Hoosier motorists will continue feeling some extra pain at the pump even if gasoline prices keep incrementally falling as they have for more than 30 days in a row.
Blame Indiana's record-high fuel taxes.
The Department of Revenue announced Monday that the applied 7% sales tax on all Indiana gasoline purchases in August will be 29.4 cents per gallon — the highest in state history.
The increase, from a record 29.1 cents per gallon in July, is based on the statewide average pre-tax price for gasoline ($4.1934 per gallon) during the June 16-July 15 tracking period.
Indiana is one of just 16 states, including Illinois and Michigan, where gasoline purchases are subject to sales tax. The majority of the country opts not to double-tax gasoline purchases by collecting both a gasoline tax and its sales tax on gasoline.
The gasoline tax in Indiana now stands at 33 cents per gallon, up from 32 cents per gallon in June and 18 cents per gallon in 2017, in accordance with a state law enacted by the Republican-controlled General Assembly and Republican Gov. Eric Holcomb to generate more revenue for road construction projects.
As a result, the gas prices Hoosiers pay in August will consist of 80.8 cents per gallon in taxes, including the state sales tax on gasoline, the state gasoline tax and the 18.4 cents per gallon federal gas tax.
Records show wholesale gasoline prices have fallen from a peak of $4.31 per gallon June 8 to approximately $3.25 per gallon Monday.
But the wholesale price likely will need to drop another 8-10% to under $3 per gallon to bring prices at most Northwest Indiana gas stations below $4 per gallon after adding in taxes and profit.
However, even if the wholesale price drops further to $2.50 per gallon, the price at the pump in Indiana still will be boosted by a minimum of 80.8 cents per gallon for taxes — at least until the applied sales tax rate is adjusted again for September.
Statehouse Democrats are hoping to change this during the special legislative session that begins July 25.
They plan to propose temporarily suspending Indiana's 62.4 cents per gallon in gasoline taxes for several months, and replacing the lost revenue with excess budget reserves, to immediately bring down the price Hoosiers pay at the pump.

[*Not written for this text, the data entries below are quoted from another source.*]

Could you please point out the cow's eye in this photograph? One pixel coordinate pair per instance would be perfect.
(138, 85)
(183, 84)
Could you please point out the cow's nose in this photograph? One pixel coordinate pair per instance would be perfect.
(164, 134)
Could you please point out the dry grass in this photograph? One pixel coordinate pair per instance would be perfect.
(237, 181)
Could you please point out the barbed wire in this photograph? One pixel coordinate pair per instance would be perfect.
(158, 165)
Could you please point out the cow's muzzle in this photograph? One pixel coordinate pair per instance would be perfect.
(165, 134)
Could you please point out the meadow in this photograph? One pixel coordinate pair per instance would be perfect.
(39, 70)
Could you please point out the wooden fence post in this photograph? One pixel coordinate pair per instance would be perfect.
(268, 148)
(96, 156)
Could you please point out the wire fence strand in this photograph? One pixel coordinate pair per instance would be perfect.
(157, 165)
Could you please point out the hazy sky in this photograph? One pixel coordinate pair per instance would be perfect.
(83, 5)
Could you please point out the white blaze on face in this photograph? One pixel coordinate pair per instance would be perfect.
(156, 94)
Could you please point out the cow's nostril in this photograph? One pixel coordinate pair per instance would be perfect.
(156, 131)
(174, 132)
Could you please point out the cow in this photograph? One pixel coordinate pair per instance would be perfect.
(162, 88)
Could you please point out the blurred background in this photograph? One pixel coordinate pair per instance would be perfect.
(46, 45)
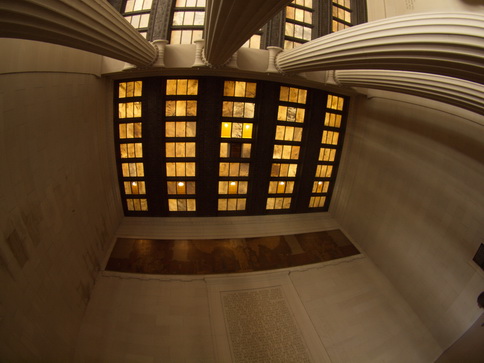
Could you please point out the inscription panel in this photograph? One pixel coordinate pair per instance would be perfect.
(261, 327)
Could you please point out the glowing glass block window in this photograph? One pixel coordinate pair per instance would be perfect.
(139, 205)
(332, 120)
(234, 169)
(182, 87)
(290, 114)
(232, 204)
(239, 89)
(188, 21)
(180, 149)
(181, 108)
(180, 129)
(130, 149)
(177, 169)
(236, 130)
(335, 102)
(182, 205)
(317, 201)
(278, 203)
(324, 171)
(235, 150)
(341, 15)
(232, 187)
(281, 187)
(129, 109)
(292, 94)
(254, 42)
(137, 13)
(299, 23)
(283, 170)
(181, 187)
(330, 137)
(131, 130)
(238, 109)
(130, 89)
(134, 187)
(288, 133)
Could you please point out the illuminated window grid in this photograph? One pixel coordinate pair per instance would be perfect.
(286, 151)
(299, 23)
(137, 13)
(131, 147)
(330, 139)
(188, 21)
(341, 15)
(180, 143)
(181, 196)
(253, 42)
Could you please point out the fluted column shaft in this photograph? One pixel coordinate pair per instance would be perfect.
(229, 23)
(90, 25)
(457, 92)
(450, 44)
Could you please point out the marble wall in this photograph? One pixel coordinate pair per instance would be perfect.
(410, 192)
(59, 204)
(340, 311)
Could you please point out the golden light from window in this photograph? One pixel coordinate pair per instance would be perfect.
(137, 204)
(135, 187)
(320, 187)
(236, 130)
(180, 129)
(332, 120)
(292, 94)
(283, 170)
(324, 171)
(129, 109)
(183, 87)
(130, 89)
(231, 204)
(132, 150)
(181, 205)
(132, 169)
(130, 130)
(181, 108)
(238, 109)
(239, 89)
(335, 102)
(290, 114)
(327, 154)
(317, 201)
(278, 203)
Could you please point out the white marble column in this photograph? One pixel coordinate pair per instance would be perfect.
(90, 25)
(229, 23)
(457, 92)
(450, 44)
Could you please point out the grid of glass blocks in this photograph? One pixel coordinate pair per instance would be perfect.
(130, 145)
(299, 23)
(180, 143)
(287, 145)
(330, 139)
(137, 13)
(341, 15)
(236, 134)
(188, 21)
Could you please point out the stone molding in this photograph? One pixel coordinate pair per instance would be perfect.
(457, 92)
(90, 25)
(449, 44)
(229, 23)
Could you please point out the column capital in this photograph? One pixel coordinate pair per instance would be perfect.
(90, 25)
(457, 92)
(449, 44)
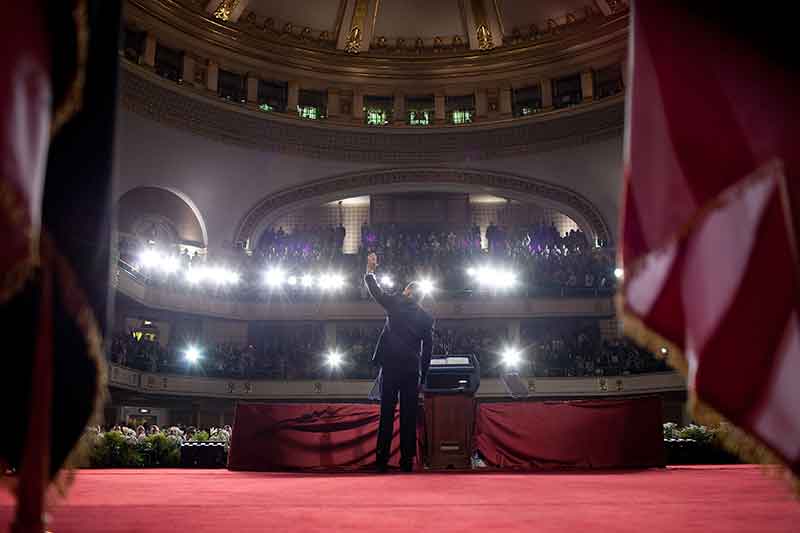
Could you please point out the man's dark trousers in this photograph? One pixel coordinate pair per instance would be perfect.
(405, 385)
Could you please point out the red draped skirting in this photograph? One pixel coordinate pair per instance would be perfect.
(625, 433)
(313, 436)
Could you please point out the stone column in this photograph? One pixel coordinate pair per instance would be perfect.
(358, 106)
(547, 94)
(188, 69)
(505, 101)
(330, 334)
(212, 77)
(334, 103)
(439, 109)
(252, 89)
(624, 68)
(149, 55)
(513, 332)
(481, 103)
(587, 85)
(293, 97)
(398, 108)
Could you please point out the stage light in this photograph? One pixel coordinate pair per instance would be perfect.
(426, 286)
(192, 354)
(334, 359)
(511, 357)
(274, 277)
(149, 258)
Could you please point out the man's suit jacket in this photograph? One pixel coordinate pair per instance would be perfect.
(406, 341)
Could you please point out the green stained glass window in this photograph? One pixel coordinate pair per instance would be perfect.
(462, 116)
(309, 112)
(419, 118)
(376, 117)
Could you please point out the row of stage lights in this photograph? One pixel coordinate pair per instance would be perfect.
(277, 278)
(511, 357)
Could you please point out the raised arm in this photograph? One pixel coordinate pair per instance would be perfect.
(372, 284)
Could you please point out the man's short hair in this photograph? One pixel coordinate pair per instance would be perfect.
(415, 290)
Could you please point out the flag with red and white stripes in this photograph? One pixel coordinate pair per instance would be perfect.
(708, 231)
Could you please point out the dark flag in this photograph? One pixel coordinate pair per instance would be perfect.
(708, 233)
(58, 85)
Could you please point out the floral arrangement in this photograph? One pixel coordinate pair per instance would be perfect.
(692, 432)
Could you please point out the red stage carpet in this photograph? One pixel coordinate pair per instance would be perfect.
(707, 499)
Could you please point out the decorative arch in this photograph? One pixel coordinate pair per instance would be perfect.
(168, 210)
(573, 204)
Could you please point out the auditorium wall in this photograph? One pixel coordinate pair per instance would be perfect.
(225, 181)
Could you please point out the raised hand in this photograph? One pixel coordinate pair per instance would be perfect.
(372, 262)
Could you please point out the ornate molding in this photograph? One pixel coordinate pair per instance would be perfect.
(253, 40)
(275, 204)
(144, 93)
(357, 27)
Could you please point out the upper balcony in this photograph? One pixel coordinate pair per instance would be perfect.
(570, 62)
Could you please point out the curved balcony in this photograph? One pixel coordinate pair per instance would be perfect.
(559, 302)
(176, 385)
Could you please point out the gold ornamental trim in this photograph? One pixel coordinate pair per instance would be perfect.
(736, 440)
(16, 218)
(356, 34)
(73, 100)
(225, 9)
(485, 39)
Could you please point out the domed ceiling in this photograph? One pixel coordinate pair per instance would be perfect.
(374, 25)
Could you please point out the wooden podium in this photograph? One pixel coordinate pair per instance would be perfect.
(448, 430)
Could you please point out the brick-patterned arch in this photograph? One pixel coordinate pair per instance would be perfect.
(270, 208)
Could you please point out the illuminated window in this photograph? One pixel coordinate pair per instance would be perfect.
(309, 112)
(376, 117)
(460, 109)
(419, 118)
(311, 104)
(462, 116)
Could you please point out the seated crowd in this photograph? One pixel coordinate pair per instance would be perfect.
(549, 349)
(541, 258)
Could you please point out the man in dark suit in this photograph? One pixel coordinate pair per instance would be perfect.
(403, 353)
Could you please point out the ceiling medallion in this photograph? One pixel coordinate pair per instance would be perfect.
(225, 9)
(353, 44)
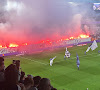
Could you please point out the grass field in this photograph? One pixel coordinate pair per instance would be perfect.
(64, 74)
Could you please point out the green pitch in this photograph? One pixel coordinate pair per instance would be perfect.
(64, 74)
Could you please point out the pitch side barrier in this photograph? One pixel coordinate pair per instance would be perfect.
(60, 46)
(52, 47)
(9, 54)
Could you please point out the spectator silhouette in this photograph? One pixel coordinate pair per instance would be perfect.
(11, 78)
(44, 84)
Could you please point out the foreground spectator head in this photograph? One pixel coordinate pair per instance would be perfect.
(28, 83)
(44, 84)
(11, 74)
(2, 64)
(30, 76)
(22, 78)
(36, 80)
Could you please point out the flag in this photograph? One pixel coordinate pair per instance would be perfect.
(78, 62)
(94, 45)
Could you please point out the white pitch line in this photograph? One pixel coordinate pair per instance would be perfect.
(34, 61)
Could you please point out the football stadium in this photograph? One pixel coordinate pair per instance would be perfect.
(49, 45)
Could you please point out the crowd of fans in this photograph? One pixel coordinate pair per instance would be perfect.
(13, 78)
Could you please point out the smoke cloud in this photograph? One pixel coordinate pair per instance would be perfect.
(30, 21)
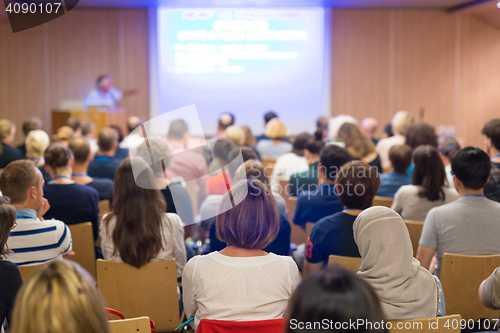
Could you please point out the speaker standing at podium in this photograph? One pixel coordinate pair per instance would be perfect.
(104, 94)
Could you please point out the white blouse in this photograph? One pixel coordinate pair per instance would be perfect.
(219, 287)
(173, 241)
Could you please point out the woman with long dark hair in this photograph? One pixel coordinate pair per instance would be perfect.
(138, 230)
(428, 189)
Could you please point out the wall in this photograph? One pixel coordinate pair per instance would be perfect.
(441, 67)
(61, 60)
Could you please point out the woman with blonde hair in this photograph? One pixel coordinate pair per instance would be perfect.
(7, 152)
(59, 297)
(359, 146)
(276, 145)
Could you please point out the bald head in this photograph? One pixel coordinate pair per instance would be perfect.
(81, 149)
(133, 122)
(369, 126)
(107, 140)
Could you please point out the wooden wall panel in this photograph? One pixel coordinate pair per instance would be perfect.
(479, 93)
(424, 65)
(360, 63)
(61, 60)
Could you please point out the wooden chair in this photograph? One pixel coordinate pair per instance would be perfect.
(350, 263)
(448, 324)
(132, 325)
(147, 291)
(103, 208)
(83, 246)
(461, 276)
(26, 271)
(268, 164)
(383, 201)
(415, 230)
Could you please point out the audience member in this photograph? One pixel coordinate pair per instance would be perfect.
(313, 205)
(64, 135)
(400, 122)
(32, 240)
(138, 230)
(400, 161)
(188, 164)
(335, 124)
(447, 149)
(36, 143)
(267, 118)
(236, 134)
(489, 291)
(387, 131)
(70, 202)
(175, 194)
(83, 155)
(307, 179)
(292, 162)
(60, 297)
(358, 145)
(406, 290)
(357, 183)
(7, 134)
(75, 125)
(133, 139)
(491, 133)
(468, 225)
(9, 273)
(421, 134)
(242, 282)
(338, 296)
(369, 127)
(88, 132)
(253, 170)
(105, 163)
(275, 145)
(428, 189)
(28, 126)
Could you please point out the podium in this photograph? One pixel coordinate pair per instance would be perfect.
(100, 117)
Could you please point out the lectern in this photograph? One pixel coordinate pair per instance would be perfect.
(100, 117)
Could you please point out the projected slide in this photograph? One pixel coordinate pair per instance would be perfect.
(246, 61)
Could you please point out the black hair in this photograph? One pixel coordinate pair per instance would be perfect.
(492, 131)
(316, 144)
(300, 142)
(388, 130)
(269, 115)
(332, 158)
(472, 167)
(429, 173)
(421, 134)
(337, 296)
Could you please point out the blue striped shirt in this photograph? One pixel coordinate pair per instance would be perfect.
(33, 242)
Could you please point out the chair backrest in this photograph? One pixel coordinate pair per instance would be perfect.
(132, 325)
(350, 263)
(26, 271)
(448, 324)
(83, 246)
(260, 326)
(147, 291)
(383, 201)
(268, 164)
(103, 208)
(461, 276)
(415, 230)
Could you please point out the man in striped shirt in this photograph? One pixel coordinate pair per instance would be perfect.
(32, 240)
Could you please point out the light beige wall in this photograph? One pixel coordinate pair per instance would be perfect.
(61, 60)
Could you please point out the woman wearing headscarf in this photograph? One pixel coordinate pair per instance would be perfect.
(407, 290)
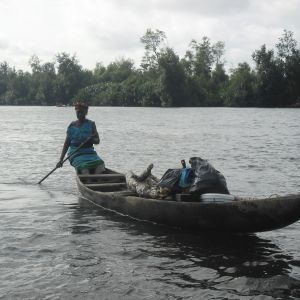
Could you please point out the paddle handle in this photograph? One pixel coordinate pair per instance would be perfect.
(79, 147)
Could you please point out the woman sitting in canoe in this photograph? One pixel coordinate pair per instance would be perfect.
(85, 160)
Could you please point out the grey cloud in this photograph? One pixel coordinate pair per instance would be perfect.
(207, 8)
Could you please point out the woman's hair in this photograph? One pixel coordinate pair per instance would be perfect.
(81, 104)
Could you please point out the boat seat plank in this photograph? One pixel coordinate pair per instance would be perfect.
(114, 178)
(106, 187)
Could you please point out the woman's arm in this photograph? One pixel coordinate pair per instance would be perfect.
(96, 138)
(63, 152)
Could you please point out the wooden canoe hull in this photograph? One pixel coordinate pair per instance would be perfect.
(252, 215)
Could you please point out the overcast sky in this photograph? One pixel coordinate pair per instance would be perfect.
(107, 30)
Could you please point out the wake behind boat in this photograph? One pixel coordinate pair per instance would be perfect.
(109, 190)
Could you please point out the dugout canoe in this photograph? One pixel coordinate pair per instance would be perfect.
(109, 191)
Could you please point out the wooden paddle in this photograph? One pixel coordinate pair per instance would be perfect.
(79, 147)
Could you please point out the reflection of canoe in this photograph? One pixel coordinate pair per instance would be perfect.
(108, 190)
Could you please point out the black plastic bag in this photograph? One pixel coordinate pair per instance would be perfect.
(206, 178)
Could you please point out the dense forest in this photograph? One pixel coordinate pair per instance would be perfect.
(163, 78)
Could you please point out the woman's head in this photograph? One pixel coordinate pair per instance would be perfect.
(81, 109)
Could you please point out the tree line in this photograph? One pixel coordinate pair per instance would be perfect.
(163, 79)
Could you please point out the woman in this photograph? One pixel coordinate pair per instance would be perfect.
(85, 160)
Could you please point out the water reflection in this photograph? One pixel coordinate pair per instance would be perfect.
(123, 253)
(242, 255)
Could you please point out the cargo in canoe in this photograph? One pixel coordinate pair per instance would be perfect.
(108, 190)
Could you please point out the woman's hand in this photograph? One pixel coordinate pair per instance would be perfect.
(59, 164)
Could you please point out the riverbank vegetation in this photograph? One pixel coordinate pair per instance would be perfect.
(199, 78)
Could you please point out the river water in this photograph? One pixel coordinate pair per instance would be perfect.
(53, 248)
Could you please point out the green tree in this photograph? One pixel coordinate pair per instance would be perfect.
(272, 87)
(172, 81)
(154, 42)
(240, 90)
(289, 60)
(69, 79)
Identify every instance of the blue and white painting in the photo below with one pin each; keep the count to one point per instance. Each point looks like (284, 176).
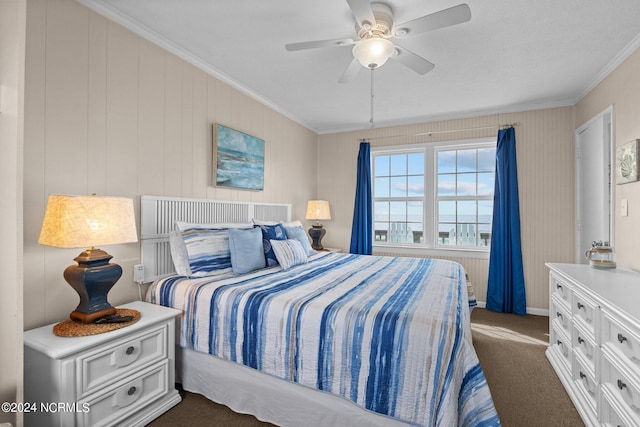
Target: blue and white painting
(240, 159)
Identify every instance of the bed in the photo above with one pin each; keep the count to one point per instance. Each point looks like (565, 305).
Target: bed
(332, 338)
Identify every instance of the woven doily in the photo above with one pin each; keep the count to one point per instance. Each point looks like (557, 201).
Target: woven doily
(73, 328)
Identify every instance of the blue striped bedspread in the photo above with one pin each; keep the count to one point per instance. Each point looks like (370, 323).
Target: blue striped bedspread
(390, 334)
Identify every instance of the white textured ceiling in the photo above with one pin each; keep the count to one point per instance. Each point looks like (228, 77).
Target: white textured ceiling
(513, 55)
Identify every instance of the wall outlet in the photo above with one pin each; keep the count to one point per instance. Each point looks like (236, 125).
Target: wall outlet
(138, 273)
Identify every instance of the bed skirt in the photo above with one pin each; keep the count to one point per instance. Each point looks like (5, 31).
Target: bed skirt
(270, 399)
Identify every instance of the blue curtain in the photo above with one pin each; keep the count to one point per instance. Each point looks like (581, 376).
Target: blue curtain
(506, 292)
(362, 226)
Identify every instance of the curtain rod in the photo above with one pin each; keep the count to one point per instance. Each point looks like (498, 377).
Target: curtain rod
(429, 133)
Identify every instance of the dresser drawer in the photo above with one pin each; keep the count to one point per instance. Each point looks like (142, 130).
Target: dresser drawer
(561, 345)
(585, 382)
(584, 311)
(120, 359)
(561, 316)
(622, 387)
(126, 397)
(560, 290)
(621, 339)
(585, 346)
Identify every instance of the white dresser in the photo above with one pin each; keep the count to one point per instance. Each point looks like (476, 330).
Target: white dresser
(594, 341)
(124, 377)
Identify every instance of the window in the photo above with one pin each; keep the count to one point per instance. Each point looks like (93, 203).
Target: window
(434, 196)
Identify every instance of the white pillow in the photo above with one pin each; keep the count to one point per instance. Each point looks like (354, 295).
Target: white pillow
(289, 252)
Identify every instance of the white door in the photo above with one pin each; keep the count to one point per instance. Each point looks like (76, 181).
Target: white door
(593, 183)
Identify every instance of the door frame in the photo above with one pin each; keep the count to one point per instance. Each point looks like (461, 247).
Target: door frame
(606, 112)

Republicans have a different idea. They want to send checks worth $225 to eligible Hoosier taxpayers to help defray the impact of inflation on all consumer goods, not just gasoline.
State Sen. Rodney Pol, D-Chesterton, said that while he agrees a state check will aid many Hoosiers, suspending the state's record-high gasoline taxes will more quickly help Indiana motorists and businesses save money every time they fill up their vehicles.
"Many small businesses, trucking companies and nonprofits like Meals on Wheels won’t directly benefit from these rebate checks and are getting hit hard by skyrocketing gas prices," Pol said.
"Additionally, I share the concerns of many Hoosier economists about the increase in inflation that is projected following the direct rebates. We must stop being so reactionary to these economic issues and instead proactively invest in our future," he added.
Across the state line, Illinois' gasoline tax currently is 39.2 cents per gallon and the state sales tax on gasoline is 55.9 cents per gallon for the July 1-Dec. 31, 2022, period.
Cook County, Illinois, then adds its own 6 cents per gallon gasoline tax and an additional 1.75% sales tax. Gasoline purchased in Chicago includes all the state and Cook County taxes, plus a city gasoline tax of 8 cents per gallon and the city's 1.25% sales tax.